I can pass many tests but cannot pass all of them.

I have tried lots of logic but to no avail. What I am doing wrong?

CODEWARS: https://www.codewars.com/kata/57241e0f440cd279b5000829/train/python

MY CODE:

def sum_mul(n, m):
    my_list = [number for number in range(n, m) if number % n == 0]
    sum_list = sum(my_list)
    if sum_list >= 1:
        return sum_list
    elif n == 0 and m == 0:
        return 'INVALID'
    elif n == m:
        return n - m
    elif n > m:
        return 'INVALID'

Answer 1

You have one main problem, that is you should prevent the situation when n==0 and you divide it in your list comprehension. It will raise zero division error. so you should check before the validation that n is not equal to zero. Second thing is that you need to check whether n or m are negatives, as the exercise declared both n and m should be positives.

def sum_mul(n, m):
    if n==0:
        return 'INVALID'
    my_list = [number for number in range(n, m) if number % n == 0]
    sum_list = sum(my_list)
    if sum_list >= 1:
        return sum_list
    elif n < 0 and m <= 0:
        return 'INVALID'
    elif n == m:
        return n - m
    elif n > m:
        return 'INVALID'

Answer 2

You should comprove all cases before call sum function.

Like this:

def sum_mul(n, m): 
    if n == 0 or m == 0:
        return 'INVALID'
    if n == m:
        return n - m
    if n<0 or m<0:
        return 'INVALID'
    
    my_list = [number for number in range(n, m) if number % n == 0]
    return sum(my_list)

In fact, you dont't need to create if elif structure because you are using returns, so next instruction after return not executed.

Answer 3

Your code fails if n == 0 as then the number % n checks in the list comprehension fail, so you should check that before trying to compute the sum. Also, you could use a range with step and just do sum(range(n, m, n)). However, both ways might be too slow for some test cases with very large m.

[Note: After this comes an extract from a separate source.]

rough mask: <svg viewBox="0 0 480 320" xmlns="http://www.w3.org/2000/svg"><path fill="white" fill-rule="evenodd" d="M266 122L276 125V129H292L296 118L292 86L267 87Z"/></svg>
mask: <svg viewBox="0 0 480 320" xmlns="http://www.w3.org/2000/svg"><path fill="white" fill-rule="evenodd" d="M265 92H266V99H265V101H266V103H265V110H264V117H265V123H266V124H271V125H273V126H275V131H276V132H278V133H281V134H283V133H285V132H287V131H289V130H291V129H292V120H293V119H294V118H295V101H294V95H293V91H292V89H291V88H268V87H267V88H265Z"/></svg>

You can do this in O(1) with the following observations:

1. there are (m-1) // n multiples of n below m
2. the sum of natural numbers from 1 to n is n*(n+1)//2

Combine those two to get the result.

Example for sumMul(3, 13) ==> 3 + 6 + 9 + 12 = 30:

• (13-1) // 3 == 4 so we know there are 4 multiples of 3 below 13
  • those are 3 + 6 + 9 + 12 == 3 * (1 + 2 + 3 + 4)
• with (2) we know 1 + 2 + 3 + 4 == 4*5//2 == 10
• so the result is 10 * 3 == 30

Putting that into code and handling the special cases is left as an exercise to the interested reader.

Answer 4

You can just compute that result mathematically using integer divisions:

def sum_mul(n, m):
    if n<1 or n>m: return "INVALID"
    return m//n*(m//n+1)//2*n

First you get the number of multiple of n in m (which is merely dividing m by n ignoring the remainder) : m//n

Multiples of n will be nx1, nx2, nx3, ... up to the number of multiples. Factorizing the sum of those by n we get: n(1+2+3+ ... m//n).

The sum of numbers from 1 up to a given number x is obtained by x(x+1)/2. In this case x is the number of multiples m//n

Putting it all together we get n * x * (x+1) /2 where x is m//n, so:

n * (m//n) * (m // n + 1) // 2